保険が本当に効くのは、めったに起きないが、起きたら家計が一発で傾く出来事です。たとえば一家の収入の柱が突然亡くなる、長期入院で半年働けなくなる、自転車事故で高額の賠償を負う——こうした「低確率・大ダメージ」のリスクは、コツコツの貯金では到底間に合いません。だからこそ毎月わずかな保険料を出し合って、当たった人をみんなで支える=保険の出番になります。
逆に、数万円の通院費や、数年に一度の小さな修理のように「貯金で払える」範囲のことまで保険にすると、手数料の分だけ確実に損が積み上がります。日本には健康保険や公的年金という分厚い土台もあるので、考え方の核は一つだけ。公的保障という土台でカバーされない「不足分」だけを、民間保険で上乗せする。これがすべての判断の出発点になります。

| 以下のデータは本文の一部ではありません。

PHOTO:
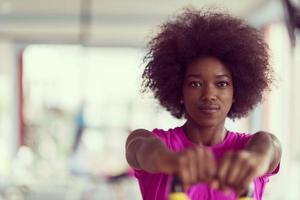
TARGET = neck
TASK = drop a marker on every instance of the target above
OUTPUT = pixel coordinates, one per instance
(205, 135)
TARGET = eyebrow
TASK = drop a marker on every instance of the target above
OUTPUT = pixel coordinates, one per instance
(199, 76)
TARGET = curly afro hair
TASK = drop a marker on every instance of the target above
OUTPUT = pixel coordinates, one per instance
(195, 34)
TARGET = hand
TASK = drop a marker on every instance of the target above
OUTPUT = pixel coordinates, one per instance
(237, 170)
(192, 165)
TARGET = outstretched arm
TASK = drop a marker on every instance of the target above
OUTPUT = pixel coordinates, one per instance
(192, 165)
(261, 155)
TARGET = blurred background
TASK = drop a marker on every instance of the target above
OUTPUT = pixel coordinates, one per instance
(70, 75)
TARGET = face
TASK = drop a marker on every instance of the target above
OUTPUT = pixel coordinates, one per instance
(207, 92)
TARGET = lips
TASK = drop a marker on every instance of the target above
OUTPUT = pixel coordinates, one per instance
(209, 108)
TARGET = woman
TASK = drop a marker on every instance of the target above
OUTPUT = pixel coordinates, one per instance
(205, 66)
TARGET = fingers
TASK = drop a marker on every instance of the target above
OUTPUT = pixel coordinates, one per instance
(196, 165)
(237, 170)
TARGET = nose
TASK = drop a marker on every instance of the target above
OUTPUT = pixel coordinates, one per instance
(208, 93)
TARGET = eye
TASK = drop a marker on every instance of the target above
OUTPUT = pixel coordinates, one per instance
(222, 84)
(195, 84)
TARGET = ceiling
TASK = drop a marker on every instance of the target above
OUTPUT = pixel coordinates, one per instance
(108, 23)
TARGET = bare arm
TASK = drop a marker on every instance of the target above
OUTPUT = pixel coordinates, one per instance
(267, 146)
(143, 151)
(192, 165)
(261, 155)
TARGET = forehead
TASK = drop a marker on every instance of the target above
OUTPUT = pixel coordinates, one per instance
(207, 66)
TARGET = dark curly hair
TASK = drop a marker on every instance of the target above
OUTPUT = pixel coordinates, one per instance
(195, 34)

本記事は保険の一般的な考え方を整理した情報提供であり、特定の保険商品への加入・解約をすすめるものではありません。必要な保障は年齢・家族構成・収入・資産・公的保障の状況によって一人ひとり大きく異なります。最終的な判断は、各保険会社の約款や最新の商品内容を確認したうえで、必要に応じてファイナンシャルプランナー等の専門家に相談し、ご自身で行ってください。制度内容・金額・条件は改定されることがあるため、公的機関の最新情報をあわせてご確認ください。

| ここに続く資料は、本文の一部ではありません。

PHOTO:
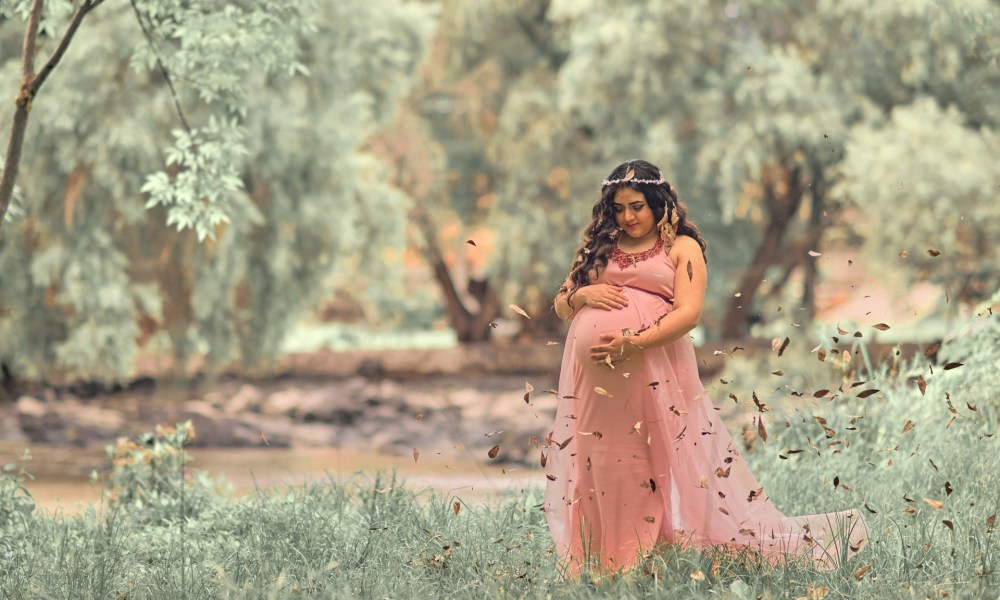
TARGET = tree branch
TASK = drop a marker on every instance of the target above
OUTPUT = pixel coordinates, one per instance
(12, 159)
(159, 62)
(85, 7)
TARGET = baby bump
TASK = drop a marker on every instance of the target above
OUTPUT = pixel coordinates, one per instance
(590, 323)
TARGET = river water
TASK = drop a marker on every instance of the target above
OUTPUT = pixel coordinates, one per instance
(63, 483)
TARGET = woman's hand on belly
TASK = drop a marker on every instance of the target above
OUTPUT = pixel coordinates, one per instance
(603, 296)
(615, 347)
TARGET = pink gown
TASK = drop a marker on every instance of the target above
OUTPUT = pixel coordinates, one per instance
(638, 456)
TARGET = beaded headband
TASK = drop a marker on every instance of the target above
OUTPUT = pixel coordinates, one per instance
(630, 178)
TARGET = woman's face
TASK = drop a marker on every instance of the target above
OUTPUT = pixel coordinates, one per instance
(633, 215)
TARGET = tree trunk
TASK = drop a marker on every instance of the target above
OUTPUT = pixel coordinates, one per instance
(781, 209)
(469, 326)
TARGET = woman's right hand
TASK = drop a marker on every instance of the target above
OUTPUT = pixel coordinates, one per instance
(603, 296)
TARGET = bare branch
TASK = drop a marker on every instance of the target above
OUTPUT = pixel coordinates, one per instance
(85, 7)
(146, 31)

先に味方を確認する — 民間保険の前にある公的保障の厚み
「保険に入りすぎていた」という後悔のほとんどは、自分がすでにどれだけ守られているかを知らないまま上乗せしたことが原因です。会社員でも自営業でも、日本に住んでいる時点でかなり手厚い公的保障の土台に乗っています。まずはこの味方の顔ぶれを押さえましょう。ここを飛ばすと、必要な保障額をいくらでも大きく見積もれてしまいます。

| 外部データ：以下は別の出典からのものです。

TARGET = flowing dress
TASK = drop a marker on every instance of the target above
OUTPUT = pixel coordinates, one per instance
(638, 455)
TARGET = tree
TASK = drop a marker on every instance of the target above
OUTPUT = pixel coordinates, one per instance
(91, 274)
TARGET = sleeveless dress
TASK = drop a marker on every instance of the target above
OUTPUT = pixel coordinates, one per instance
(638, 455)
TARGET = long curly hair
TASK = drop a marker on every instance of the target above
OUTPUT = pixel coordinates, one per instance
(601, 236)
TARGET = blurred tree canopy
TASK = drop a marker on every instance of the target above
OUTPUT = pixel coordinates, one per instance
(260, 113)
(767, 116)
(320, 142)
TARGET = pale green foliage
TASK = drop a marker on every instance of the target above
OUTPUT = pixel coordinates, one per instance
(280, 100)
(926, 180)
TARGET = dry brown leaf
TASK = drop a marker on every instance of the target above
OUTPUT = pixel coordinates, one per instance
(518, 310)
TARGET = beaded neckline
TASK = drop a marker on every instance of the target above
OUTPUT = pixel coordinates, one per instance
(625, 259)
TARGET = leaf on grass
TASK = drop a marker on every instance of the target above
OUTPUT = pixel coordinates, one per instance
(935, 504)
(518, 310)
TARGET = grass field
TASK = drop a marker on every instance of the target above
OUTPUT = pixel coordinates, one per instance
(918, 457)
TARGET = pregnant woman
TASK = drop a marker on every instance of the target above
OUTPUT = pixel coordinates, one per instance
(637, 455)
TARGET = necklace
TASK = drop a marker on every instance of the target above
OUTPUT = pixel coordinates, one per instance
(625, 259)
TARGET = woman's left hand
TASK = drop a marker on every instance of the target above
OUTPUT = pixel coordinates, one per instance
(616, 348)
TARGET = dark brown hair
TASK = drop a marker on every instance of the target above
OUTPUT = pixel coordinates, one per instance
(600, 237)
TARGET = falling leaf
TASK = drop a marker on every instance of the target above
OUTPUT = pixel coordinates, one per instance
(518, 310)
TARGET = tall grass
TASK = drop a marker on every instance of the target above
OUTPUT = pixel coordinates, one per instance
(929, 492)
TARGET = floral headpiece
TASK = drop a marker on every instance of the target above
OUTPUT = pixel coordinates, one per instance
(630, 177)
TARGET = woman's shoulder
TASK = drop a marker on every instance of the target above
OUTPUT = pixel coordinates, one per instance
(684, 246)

| 公的なしくみ | 守ってくれる場面 | 民間保険で考える「不足分」 |
|---|---|---|
| 高額療養費制度 | 1か月の医療費の自己負担に上限が設けられる | 差額ベッド代・先進医療・食事代など制度の対象外部分 |
| 傷病手当金(会社員) | 病気・けがで働けない期間の収入を一定割合カバー | 支給期間を超える長期療養、自営業者にはこの制度がない点 |
| 遺族年金 | 働き手が亡くなった後の遺族の生活費の一部 | 子どもの教育費・住居費など、年金だけでは足りない上乗せ |
| 障害年金 | 病気・けがで一定の障害が残ったとき | 就労が難しくなった場合の生活費の補てん |
| 団体信用生命保険(団信) | 住宅ローン契約者に万一があるとローン残債が消える | 団信でローンが消える前提で、死亡保障を二重に持っていないか |
| 公的介護保険 | 要介護認定を受けた人の介護サービス費用 | 自己負担分や、保険外サービス・住宅改修などの自助部分 |
特に見落としやすいのが傷病手当金と団信です。会社員は病気で長期に休んでも一定割合の収入が支給される一方、自営業・フリーランスにはこの仕組みがありません。同じ「就業不能リスク」でも、立場によって民間で備えるべき厚みがまるで違うわけです。また、住宅ローンを組むときに加入する団信は、契約者に万一があればローン残債がゼロになる「実質的な死亡保険」。これを忘れて従来どおりの死亡保障を持ち続けると、保障が二重になりやすいので注意してください。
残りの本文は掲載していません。